Porém, para que se possa apurar da aplicabilidade do princípio da prevalência da substância sob a forma, é “necessária uma subsequente tarefa, por parte do julgador, de apuramento sobre esse custo, no sentido de concluir se o mesmo deve ser relevado fiscalmente, nomeadamente quando não se encontram verificados os requisitos de documentação e inscrição na contabilidade do respectivo custo”. Este entendimento foi, aliás, justamente assinalado no acórdão proferido no processo nº 307/2013-T, do CAAD.

Ora, no caso que aqui apreciamos, o valor de € 159.055,54 foi inscrito no modelo 22 do IRC, ainda que numa conta errada.

Ao proceder dessa forma, a Requerente não prejudicou a AT devendo, consequentemente, prevalecer a materialidade da inscrição no modelo 22 do Código do IRC sob o incumprimento da obrigação formal, relativamente ao registo deste valor.

Não estando em causa qualquer outra incorreção (formal ou material), porquanto não invocada pela AT, não pode deixar de se concluir que, também aqui, assiste razão à Requerente.

 

VII. DECISÃO:

Nestes termos, decide o Tribunal Arbitral:

Declarar procedente o pedido arbitral, declarando-se a ilegalidade e consequente anulação parcial do ato de liquidação de Imposto sobre o Rendimento das Pessoas Coletivas n.º 2021..., praticado por referência ao exercício de 2018, no valor de € 0,00 e a correspondente demonstração de acerto de contas n.º 2021 ... (compensação n.º 2021...), da qual resultou imposto a pagar no valor de € 0,00 nos seguintes termos:

  1. A anulação da correção efetuada à matéria coletável de IRC, referente ao exercício de 2018, consubstanciada na desconsideração do custo fiscal respeitante às perdas por imparidade registadas naquele exercício, atinentes aos créditos da Requerente sobre a B..., vencidos entre 2013 e o primeiro semestre de 2015, no valor total de € 5.050.570,56;
  2. A anulação do valor objeto de correção ao quadro 7 do modelo de IRC, no montante de € 159.055,54.

 

VIII. VALOR DO PROCESSO:

De harmonia com o disposto no artigo 306.º, n.º 2, do CPC e 97.º-A, n.º 1, alínea a), do CPPT e 3.º, n.º 2, do Regulamento de Custas nos Processos de Arbitragem Tributária fixa-se ao processo o valor de € 6.086.301,54 (seis milhões oitenta e seis mil e trezentos e um euros e cinquenta e quatro cêntimos).

 

IX. CUSTAS:

Custas a cargo da Requerente, nos termos do artigo 5.º, n.º 2 do Regulamento de Custas nos Processos de Arbitragem Tributária, não cabendo proceder à fixação do respectivo montante, dado o disposto no n.º 4 do artigo 22.º do RJAT, a contrario.

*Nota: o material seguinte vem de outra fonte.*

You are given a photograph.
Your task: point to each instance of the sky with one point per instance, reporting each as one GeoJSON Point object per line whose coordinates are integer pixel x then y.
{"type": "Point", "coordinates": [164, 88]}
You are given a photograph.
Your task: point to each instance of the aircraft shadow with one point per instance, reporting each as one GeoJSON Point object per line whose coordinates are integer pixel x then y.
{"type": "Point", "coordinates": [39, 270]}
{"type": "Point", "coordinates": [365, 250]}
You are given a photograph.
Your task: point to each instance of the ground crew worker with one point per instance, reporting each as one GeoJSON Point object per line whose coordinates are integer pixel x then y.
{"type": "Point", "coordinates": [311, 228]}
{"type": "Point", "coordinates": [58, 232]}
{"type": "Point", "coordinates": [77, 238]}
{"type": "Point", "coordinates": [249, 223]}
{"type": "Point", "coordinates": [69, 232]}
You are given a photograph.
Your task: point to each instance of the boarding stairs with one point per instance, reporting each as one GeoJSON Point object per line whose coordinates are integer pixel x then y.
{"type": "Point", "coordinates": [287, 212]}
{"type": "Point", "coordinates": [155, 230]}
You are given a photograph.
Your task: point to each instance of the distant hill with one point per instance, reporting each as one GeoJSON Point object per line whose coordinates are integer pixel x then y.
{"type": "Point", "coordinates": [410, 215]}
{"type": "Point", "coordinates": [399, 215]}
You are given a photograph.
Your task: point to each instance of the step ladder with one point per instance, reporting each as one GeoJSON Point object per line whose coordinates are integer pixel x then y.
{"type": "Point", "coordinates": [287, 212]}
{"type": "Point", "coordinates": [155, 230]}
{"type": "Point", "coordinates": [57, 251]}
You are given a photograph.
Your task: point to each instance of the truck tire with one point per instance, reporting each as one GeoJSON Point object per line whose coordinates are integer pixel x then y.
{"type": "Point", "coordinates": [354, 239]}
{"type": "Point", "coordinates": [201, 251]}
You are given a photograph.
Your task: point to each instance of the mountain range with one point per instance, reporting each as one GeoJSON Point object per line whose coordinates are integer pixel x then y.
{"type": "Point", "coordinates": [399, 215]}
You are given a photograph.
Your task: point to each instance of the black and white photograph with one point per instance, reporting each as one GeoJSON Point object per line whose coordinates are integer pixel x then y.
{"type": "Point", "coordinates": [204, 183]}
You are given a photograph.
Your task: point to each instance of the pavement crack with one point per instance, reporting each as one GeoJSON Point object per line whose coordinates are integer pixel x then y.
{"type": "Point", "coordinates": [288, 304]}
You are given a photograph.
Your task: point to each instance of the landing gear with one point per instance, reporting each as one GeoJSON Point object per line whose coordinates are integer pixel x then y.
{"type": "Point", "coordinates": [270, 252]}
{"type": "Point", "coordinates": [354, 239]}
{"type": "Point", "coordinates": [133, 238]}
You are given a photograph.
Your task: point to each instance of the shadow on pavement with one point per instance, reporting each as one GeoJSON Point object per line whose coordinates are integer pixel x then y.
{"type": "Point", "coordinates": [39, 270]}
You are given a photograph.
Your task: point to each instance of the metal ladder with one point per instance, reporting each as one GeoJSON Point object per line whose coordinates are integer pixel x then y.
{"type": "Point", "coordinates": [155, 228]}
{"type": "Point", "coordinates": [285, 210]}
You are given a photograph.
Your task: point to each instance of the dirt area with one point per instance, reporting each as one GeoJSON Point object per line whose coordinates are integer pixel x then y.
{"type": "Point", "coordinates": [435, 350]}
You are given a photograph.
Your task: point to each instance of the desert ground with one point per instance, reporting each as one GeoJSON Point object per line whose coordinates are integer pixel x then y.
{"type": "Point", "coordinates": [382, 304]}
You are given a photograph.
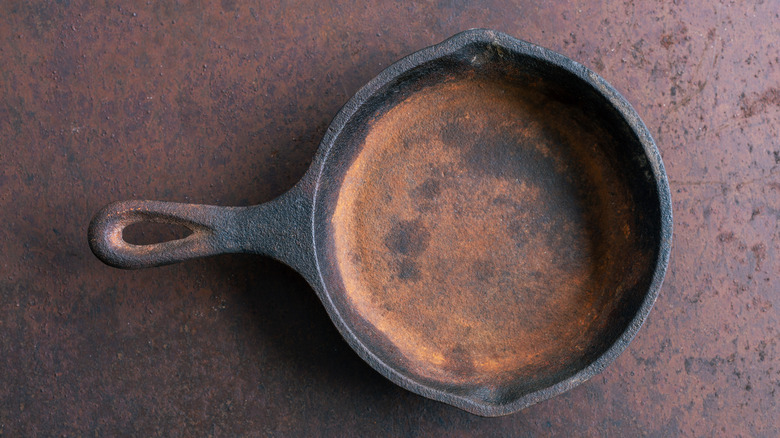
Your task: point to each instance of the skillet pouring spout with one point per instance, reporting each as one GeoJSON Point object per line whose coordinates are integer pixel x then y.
{"type": "Point", "coordinates": [487, 223]}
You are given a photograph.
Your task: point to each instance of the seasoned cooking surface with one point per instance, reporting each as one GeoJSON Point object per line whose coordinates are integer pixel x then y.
{"type": "Point", "coordinates": [480, 232]}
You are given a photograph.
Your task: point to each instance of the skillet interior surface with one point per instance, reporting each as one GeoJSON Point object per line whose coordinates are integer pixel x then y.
{"type": "Point", "coordinates": [487, 225]}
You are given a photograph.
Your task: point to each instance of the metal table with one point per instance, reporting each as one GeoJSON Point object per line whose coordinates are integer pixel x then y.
{"type": "Point", "coordinates": [224, 103]}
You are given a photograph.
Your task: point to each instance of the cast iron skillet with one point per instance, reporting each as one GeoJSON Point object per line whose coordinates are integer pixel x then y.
{"type": "Point", "coordinates": [487, 223]}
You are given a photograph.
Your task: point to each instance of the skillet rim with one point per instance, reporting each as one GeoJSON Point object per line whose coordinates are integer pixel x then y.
{"type": "Point", "coordinates": [601, 87]}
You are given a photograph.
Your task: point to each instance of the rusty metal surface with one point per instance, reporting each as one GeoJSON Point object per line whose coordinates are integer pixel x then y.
{"type": "Point", "coordinates": [228, 101]}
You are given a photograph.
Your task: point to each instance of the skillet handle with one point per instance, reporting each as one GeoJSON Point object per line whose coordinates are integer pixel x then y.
{"type": "Point", "coordinates": [211, 228]}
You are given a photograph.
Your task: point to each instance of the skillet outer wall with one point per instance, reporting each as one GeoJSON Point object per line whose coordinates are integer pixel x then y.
{"type": "Point", "coordinates": [523, 48]}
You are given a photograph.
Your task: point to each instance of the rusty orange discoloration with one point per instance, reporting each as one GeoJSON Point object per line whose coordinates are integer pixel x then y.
{"type": "Point", "coordinates": [472, 230]}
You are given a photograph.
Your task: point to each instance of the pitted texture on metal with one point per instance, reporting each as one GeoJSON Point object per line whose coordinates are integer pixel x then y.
{"type": "Point", "coordinates": [225, 103]}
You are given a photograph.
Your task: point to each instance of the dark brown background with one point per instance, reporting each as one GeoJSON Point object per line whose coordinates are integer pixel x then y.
{"type": "Point", "coordinates": [225, 103]}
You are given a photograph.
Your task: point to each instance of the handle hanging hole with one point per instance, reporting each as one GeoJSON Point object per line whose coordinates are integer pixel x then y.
{"type": "Point", "coordinates": [147, 233]}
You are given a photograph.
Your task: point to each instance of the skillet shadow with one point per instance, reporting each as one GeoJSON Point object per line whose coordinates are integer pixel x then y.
{"type": "Point", "coordinates": [300, 345]}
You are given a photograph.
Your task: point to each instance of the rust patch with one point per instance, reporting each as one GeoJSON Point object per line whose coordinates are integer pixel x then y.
{"type": "Point", "coordinates": [483, 233]}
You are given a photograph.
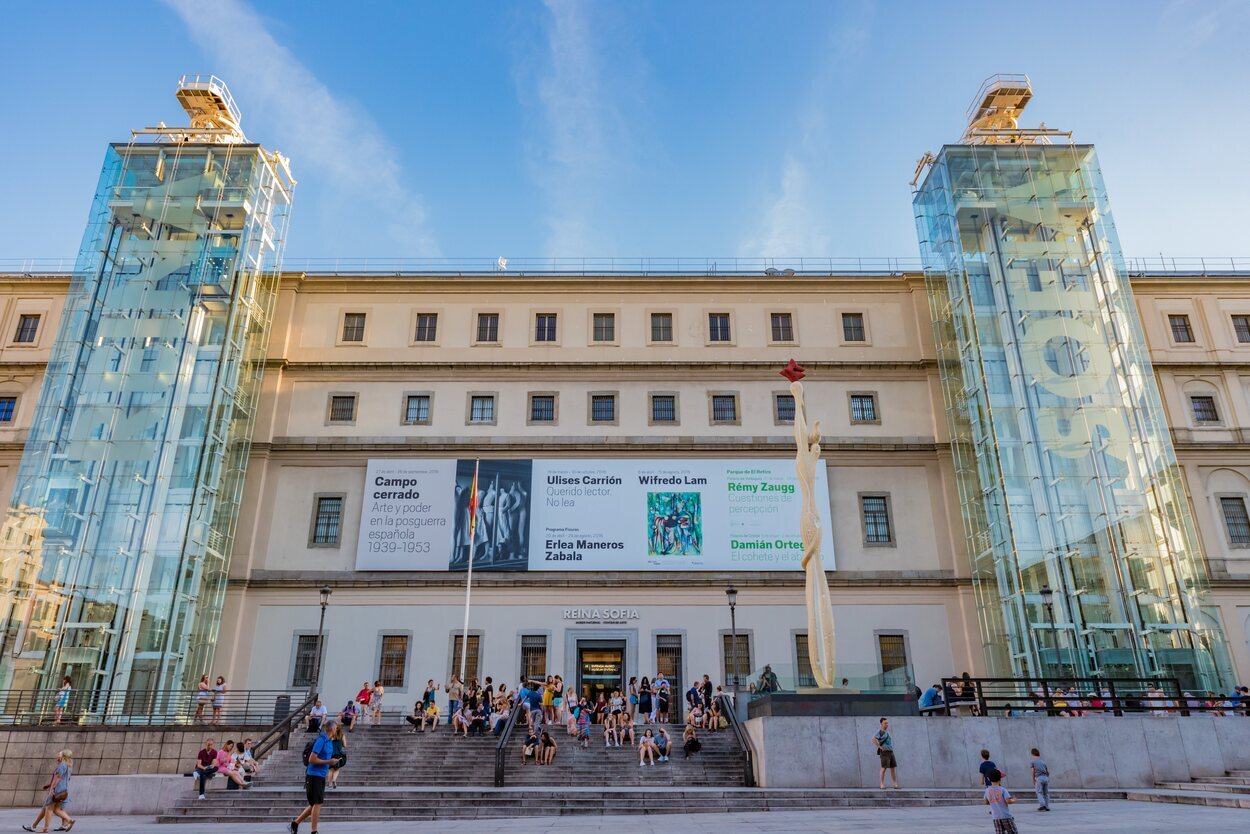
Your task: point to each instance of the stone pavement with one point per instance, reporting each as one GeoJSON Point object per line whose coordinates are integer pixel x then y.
{"type": "Point", "coordinates": [1078, 818]}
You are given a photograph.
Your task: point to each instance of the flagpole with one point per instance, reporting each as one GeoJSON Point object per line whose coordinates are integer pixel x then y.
{"type": "Point", "coordinates": [473, 542]}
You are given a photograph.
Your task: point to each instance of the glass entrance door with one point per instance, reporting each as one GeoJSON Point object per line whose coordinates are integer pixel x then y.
{"type": "Point", "coordinates": [600, 669]}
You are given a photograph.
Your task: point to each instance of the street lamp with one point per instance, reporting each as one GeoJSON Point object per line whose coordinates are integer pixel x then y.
{"type": "Point", "coordinates": [320, 650]}
{"type": "Point", "coordinates": [731, 595]}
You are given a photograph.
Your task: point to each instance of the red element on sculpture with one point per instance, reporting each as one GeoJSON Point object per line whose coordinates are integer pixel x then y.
{"type": "Point", "coordinates": [794, 371]}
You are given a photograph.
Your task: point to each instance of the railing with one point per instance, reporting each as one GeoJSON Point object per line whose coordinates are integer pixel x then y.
{"type": "Point", "coordinates": [144, 708]}
{"type": "Point", "coordinates": [744, 744]}
{"type": "Point", "coordinates": [501, 748]}
{"type": "Point", "coordinates": [1073, 695]}
{"type": "Point", "coordinates": [280, 734]}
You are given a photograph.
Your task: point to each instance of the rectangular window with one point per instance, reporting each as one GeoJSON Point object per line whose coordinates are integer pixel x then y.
{"type": "Point", "coordinates": [605, 326]}
{"type": "Point", "coordinates": [743, 652]}
{"type": "Point", "coordinates": [426, 326]}
{"type": "Point", "coordinates": [894, 659]}
{"type": "Point", "coordinates": [390, 669]}
{"type": "Point", "coordinates": [305, 660]}
{"type": "Point", "coordinates": [876, 519]}
{"type": "Point", "coordinates": [603, 408]}
{"type": "Point", "coordinates": [543, 408]}
{"type": "Point", "coordinates": [1181, 330]}
{"type": "Point", "coordinates": [534, 657]}
{"type": "Point", "coordinates": [28, 328]}
{"type": "Point", "coordinates": [784, 404]}
{"type": "Point", "coordinates": [470, 660]}
{"type": "Point", "coordinates": [354, 326]}
{"type": "Point", "coordinates": [1204, 409]}
{"type": "Point", "coordinates": [783, 326]}
{"type": "Point", "coordinates": [661, 326]}
{"type": "Point", "coordinates": [664, 408]}
{"type": "Point", "coordinates": [343, 408]}
{"type": "Point", "coordinates": [1235, 519]}
{"type": "Point", "coordinates": [488, 326]}
{"type": "Point", "coordinates": [853, 326]}
{"type": "Point", "coordinates": [724, 408]}
{"type": "Point", "coordinates": [1241, 328]}
{"type": "Point", "coordinates": [416, 408]}
{"type": "Point", "coordinates": [481, 409]}
{"type": "Point", "coordinates": [864, 408]}
{"type": "Point", "coordinates": [803, 658]}
{"type": "Point", "coordinates": [328, 524]}
{"type": "Point", "coordinates": [544, 326]}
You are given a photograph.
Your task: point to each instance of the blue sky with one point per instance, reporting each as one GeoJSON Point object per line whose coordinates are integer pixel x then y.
{"type": "Point", "coordinates": [646, 128]}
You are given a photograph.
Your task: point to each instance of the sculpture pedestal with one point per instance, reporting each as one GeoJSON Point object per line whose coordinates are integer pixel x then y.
{"type": "Point", "coordinates": [833, 702]}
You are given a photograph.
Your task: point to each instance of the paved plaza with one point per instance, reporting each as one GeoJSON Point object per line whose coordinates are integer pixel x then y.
{"type": "Point", "coordinates": [1076, 818]}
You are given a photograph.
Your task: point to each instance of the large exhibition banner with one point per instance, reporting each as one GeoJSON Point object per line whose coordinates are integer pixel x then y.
{"type": "Point", "coordinates": [568, 514]}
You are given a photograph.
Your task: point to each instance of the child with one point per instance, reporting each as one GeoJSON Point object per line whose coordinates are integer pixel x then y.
{"type": "Point", "coordinates": [1040, 780]}
{"type": "Point", "coordinates": [999, 799]}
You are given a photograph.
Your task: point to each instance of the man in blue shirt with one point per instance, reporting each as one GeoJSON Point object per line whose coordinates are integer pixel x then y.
{"type": "Point", "coordinates": [320, 758]}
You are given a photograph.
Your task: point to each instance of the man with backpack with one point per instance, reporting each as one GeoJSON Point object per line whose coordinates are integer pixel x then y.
{"type": "Point", "coordinates": [318, 758]}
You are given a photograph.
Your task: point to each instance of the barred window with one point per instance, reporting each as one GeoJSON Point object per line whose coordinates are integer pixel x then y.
{"type": "Point", "coordinates": [481, 409]}
{"type": "Point", "coordinates": [853, 326]}
{"type": "Point", "coordinates": [784, 404]}
{"type": "Point", "coordinates": [426, 326]}
{"type": "Point", "coordinates": [488, 326]}
{"type": "Point", "coordinates": [1235, 519]}
{"type": "Point", "coordinates": [603, 408]}
{"type": "Point", "coordinates": [605, 326]}
{"type": "Point", "coordinates": [1181, 329]}
{"type": "Point", "coordinates": [661, 326]}
{"type": "Point", "coordinates": [543, 408]}
{"type": "Point", "coordinates": [416, 408]}
{"type": "Point", "coordinates": [305, 660]}
{"type": "Point", "coordinates": [28, 326]}
{"type": "Point", "coordinates": [534, 657]}
{"type": "Point", "coordinates": [783, 326]}
{"type": "Point", "coordinates": [1204, 409]}
{"type": "Point", "coordinates": [876, 519]}
{"type": "Point", "coordinates": [343, 408]}
{"type": "Point", "coordinates": [724, 408]}
{"type": "Point", "coordinates": [326, 525]}
{"type": "Point", "coordinates": [863, 408]}
{"type": "Point", "coordinates": [664, 408]}
{"type": "Point", "coordinates": [394, 660]}
{"type": "Point", "coordinates": [354, 326]}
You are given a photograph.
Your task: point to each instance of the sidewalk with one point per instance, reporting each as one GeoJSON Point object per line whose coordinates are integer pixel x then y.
{"type": "Point", "coordinates": [1076, 818]}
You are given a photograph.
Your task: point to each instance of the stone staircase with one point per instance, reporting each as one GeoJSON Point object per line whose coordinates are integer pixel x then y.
{"type": "Point", "coordinates": [1230, 790]}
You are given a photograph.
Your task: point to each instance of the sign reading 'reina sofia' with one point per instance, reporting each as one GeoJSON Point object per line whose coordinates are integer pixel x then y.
{"type": "Point", "coordinates": [585, 515]}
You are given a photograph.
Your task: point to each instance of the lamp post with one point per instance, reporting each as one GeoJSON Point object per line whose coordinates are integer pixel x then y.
{"type": "Point", "coordinates": [320, 649]}
{"type": "Point", "coordinates": [731, 595]}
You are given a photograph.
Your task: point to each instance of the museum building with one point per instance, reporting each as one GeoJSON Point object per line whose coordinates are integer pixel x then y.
{"type": "Point", "coordinates": [196, 440]}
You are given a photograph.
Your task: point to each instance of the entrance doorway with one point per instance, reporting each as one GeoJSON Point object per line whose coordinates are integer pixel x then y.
{"type": "Point", "coordinates": [600, 668]}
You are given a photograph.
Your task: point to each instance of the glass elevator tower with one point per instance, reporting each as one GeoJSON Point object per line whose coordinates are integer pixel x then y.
{"type": "Point", "coordinates": [1066, 474]}
{"type": "Point", "coordinates": [116, 542]}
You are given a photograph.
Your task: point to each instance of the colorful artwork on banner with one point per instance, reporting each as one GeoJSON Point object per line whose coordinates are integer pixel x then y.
{"type": "Point", "coordinates": [585, 515]}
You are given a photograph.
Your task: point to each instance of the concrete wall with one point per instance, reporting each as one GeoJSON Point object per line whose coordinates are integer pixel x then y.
{"type": "Point", "coordinates": [1091, 752]}
{"type": "Point", "coordinates": [28, 757]}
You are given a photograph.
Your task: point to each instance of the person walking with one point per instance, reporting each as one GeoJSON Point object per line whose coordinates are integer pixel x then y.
{"type": "Point", "coordinates": [319, 760]}
{"type": "Point", "coordinates": [1040, 779]}
{"type": "Point", "coordinates": [58, 797]}
{"type": "Point", "coordinates": [884, 744]}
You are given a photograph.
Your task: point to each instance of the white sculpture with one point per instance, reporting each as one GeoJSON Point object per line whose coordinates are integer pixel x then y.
{"type": "Point", "coordinates": [820, 610]}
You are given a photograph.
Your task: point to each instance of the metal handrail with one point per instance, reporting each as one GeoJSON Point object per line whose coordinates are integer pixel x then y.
{"type": "Point", "coordinates": [726, 709]}
{"type": "Point", "coordinates": [501, 747]}
{"type": "Point", "coordinates": [143, 707]}
{"type": "Point", "coordinates": [280, 733]}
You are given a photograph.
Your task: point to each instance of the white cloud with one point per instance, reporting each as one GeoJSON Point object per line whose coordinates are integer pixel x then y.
{"type": "Point", "coordinates": [318, 130]}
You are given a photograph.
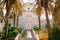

Registe-se e notifique-se.

 

Lisboa, 5 de dezembro de 2022

Os Árbitros

 

 

(Nuno Cunha Rodrigues (Presidente e relator))

 

 

(Tomás Cantista Tavares)

 

 

(Diogo Feio (com voto de vencido))

 

 

Voto de vencido

Votei vencido a decisão com os seguintes fundamentos de natureza jurídica:

Como é assumido no texto do acórdão há duas questões que estão em causa:

  1. Perdas por imparidade – imparidade de cliente e
  2. Crédito de imposto por dupla tributação internacional.

É assumido no texto da decisão arbitral que “…o que está em causa é saber se em 2018, estavam preenchidos os requisitos legais relativos a dívidas da B... para a Requerente, no valor de 5.050.570,56€, à luz do disposto do Código no artigo 28.º -A e 28.-B do CIRC” (pág. 11). Concordo em absoluto com essa assunção que remete para os textos legais em vigor em 2018.

Concordo também com a enumeração dos requisitos legais enumerados (pág. 13) para que a provisão possa ser registada no plano fiscal (sendo diferente a possibilidade registo contabilístico e de registo fiscal à luz do princípio da dependência parcial). Continuo a dar assentimento à referência (pág. 17) de que não está cumprido o requisito da alínea c) do n.º 1 do artigo 28.º-B do CIRC, pois não há prova de que tenham existido diligências para o recebimento do crédito em mora em 2018. Considero então que a perda por imparidade dos créditos não podia ser registada.

A minha discordância começa neste ponto. Considero que a imparidade em concreto apenas podia ser registada em 2019, discordando da aplicação que em concreto foi determinada pela maioria dos árbitros de permitir a sua consideração em 2018. A interpretação que defendo da prevalência do princípio da justiça sobre o princípio da especialização de exercícios é outra.

É referido no âmbito desta decisão (apontando-se em vária jurisprudência) que o princípio da especialização de exercícios deve ser conciliado com o princípio da justiça, como forma de permitir a imputação a um exercício de custos referentes a exercícios anteriores, desde que não resulte de omissões voluntárias e intencionais com vista a operar a transferência de resultados entre exercícios tendentes a manipulá-los (pág. 18). Sucede que as várias decisões se referem a gastos que já estavam fiscalmente constituídos e em que os sujeitos passivos diferiram o seu reconhecimento para um outro período. Não é isso, na minha interpretação, que está presente nesta situação.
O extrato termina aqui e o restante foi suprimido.